The three other rights (joining the session, launching application on another
computer, user application in master mode) are granted on the base of three
parameters (user, remote user, type of application).
Each event send between two application will be recorded in the database.
There will be also possibility to store the activities of application working
in single user mode.
There will be possible to use information stored in the database to restore
system activity in the given period of time or between given users or applications.
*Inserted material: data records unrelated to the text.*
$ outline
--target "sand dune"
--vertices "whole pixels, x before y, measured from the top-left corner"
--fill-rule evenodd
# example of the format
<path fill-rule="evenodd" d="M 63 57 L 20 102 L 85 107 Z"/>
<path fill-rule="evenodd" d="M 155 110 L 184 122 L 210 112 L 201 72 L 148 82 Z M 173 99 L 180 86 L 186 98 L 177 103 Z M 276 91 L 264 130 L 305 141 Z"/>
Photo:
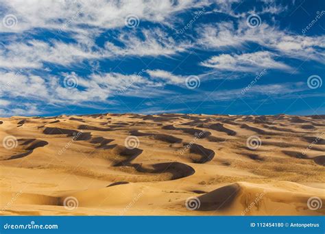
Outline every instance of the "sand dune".
<path fill-rule="evenodd" d="M 1 214 L 324 215 L 324 116 L 1 118 Z"/>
Virtual connections will be managed by central server. The information about
virtual connection will contain the following data:
virtual connection id
type of application
list of connected hosts
master (if in master-slave mode)
All this information will be stored in the database. The proposed table
scheme is the following:
id master application
id client
1. user types username and password to Control Application
2. demon send the information to Central Server
3. data is verified in the database
4. Central server returns user rights to Control Application
5. Central server returns existing connections that user has rights to connect
to
user chooses application in Control Application
information from Control Application goes to the demon
demon sends the information to the Central server, information is written
to the database, virtual connection is established
demon launches proper application with number of port
1. user chooses the session from Control Application
2. information is sent to Central server through the demon
3. Database checks if master for this session exists, if yes he is notified
4. If master agrees for joining another virtual connection is created and
written in the database
5. Demon on initiator machine is notified
6. Demon launches the application and starts delivering messages to it
7. user chooses remote launching option in Control Application
8. remote user is notified with a message that application is about to start,
he must confirm it
9. new virtual connection is created and application is started
10. initiator becomes a master of this session if application runs in master-slave
mode
11. user chooses change to master for a given session in Control Application
12. all other participants are notified
13. information about master in the database is updated
14. user start new flow of data
The implementation of the demons will be done in Java language. This language
is chosen because of its good networking capabilities and possibility of
running on various platforms without need of changing the code.
Database access will be implemented with use of JDBC standard and WebLogic driver for Oracle RDBMS.